Single-family homes will rise in Grandview Yard

The first single-family home development at Grandview Yard has been given the go-ahead by the city.

The planning commission Feb. 25 approved Wagenbrenner Development’s plan to build 45 units on two lots totaling about 2.7 acres west of Bobcat Avenue between Burr and Williams avenues.

Grandview Heights City Council gave its approval Monday, March 2.

Wagenbrenner will purchase the property from Nationwide Realty Investors.

The developer will build 20 detached single-family homes on the east side of a new street called Pullman Way, with 25 townhouses on the west side, Michael Amicon of Wagenbrenner told the planning commission. All the homes will be condominiums that will be sold to tenants.

The single-family homes will be similar to the units Wagenbrenner built in its Harrison Park development in the Harrison West neighborhood.

All 45 homes are expected to be ready by the end of this year.

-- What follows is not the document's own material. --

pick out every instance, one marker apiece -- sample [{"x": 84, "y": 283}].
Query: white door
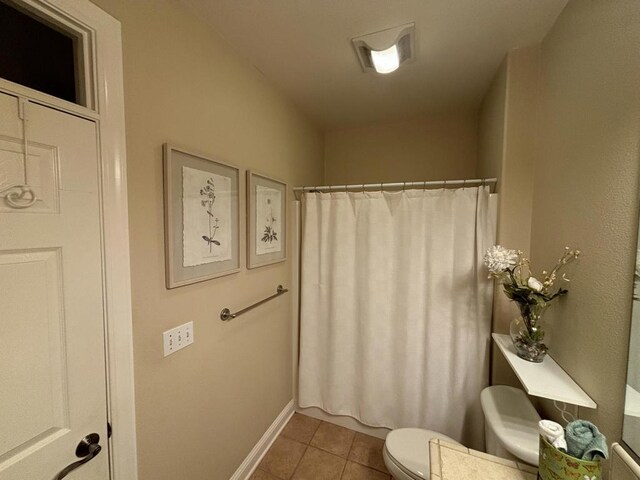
[{"x": 52, "y": 350}]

The Yard site has a significant slope from the alley to Bobcat Avenue. Two-car garages will be built for each single-family home on the alley with steps leading down from the garages to flat backyards and the first floors of the homes.

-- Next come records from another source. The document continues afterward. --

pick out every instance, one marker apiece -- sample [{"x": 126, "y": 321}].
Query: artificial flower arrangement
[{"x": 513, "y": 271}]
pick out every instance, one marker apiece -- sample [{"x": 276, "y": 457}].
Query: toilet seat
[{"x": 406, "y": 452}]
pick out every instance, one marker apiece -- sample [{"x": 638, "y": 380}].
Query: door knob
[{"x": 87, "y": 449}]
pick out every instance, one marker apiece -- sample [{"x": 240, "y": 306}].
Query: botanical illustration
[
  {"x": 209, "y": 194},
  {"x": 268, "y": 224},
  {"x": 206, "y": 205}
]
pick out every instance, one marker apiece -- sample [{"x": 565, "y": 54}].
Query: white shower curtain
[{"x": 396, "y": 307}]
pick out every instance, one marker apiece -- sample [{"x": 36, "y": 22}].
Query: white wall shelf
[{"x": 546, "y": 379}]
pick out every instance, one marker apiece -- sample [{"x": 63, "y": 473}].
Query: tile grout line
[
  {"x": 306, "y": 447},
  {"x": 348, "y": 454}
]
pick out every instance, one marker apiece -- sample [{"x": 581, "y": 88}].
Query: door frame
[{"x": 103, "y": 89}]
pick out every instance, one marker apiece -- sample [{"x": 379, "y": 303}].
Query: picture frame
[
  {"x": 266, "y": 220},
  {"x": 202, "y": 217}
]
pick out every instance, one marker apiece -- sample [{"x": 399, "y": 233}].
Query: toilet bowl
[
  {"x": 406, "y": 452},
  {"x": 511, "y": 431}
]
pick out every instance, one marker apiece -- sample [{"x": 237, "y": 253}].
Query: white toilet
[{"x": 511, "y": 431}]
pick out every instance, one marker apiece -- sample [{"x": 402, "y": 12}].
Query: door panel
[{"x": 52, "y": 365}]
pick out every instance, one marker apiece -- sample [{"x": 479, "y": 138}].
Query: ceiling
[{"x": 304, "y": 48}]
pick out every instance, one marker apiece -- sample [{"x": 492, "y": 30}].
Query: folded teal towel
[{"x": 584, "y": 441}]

Basements will make up the grade difference between the front of the units and the street.

“We’re making a negative into a positive,” Amicon said. “These will be basements unlike any other in Grandview.”

The site is zoned Grandview Commerce Mixed Use District; under that designation, the planning commission has authority over any improvements located within 100 feet of the western boundary of Grandview Yard.

The review authority was negotiated to give more public oversight of proposed developments that would abut the adjacent residential neighborhood.

“I do believe this is the appropriate transition from Grandview Yard into the neighborhood,” planning commission member Tom Komlanc said.

Steven Orenchuk, a Timberman Road resident, attended both the planning commission and City Council meetings to express his concern about the plan to build single-family homes.

The homes are bound to bring more children into the area and have an impact on the Grandview Heights City School District, Orenchuk said.

The residential units also won’t bring as much tax revenue as commercial development, he said.

Single-family homes were not envisioned in the original plan for the Yard laid out by NRI, and this particular site was purchased by NRI and added to the Yard development after the project was announced, Orenchuk said.

The school district will get about six times as much tax revenue from the single-family homes as the city, council President Anthony Panzera said during the council meeting.

The agreement with the school district also sets up a sliding scale in which the schools will get a higher percentage of funds as the number of residential units increases in the Yard, with less going to the tax-increment financing fund, Mayor Ray DeGraw said.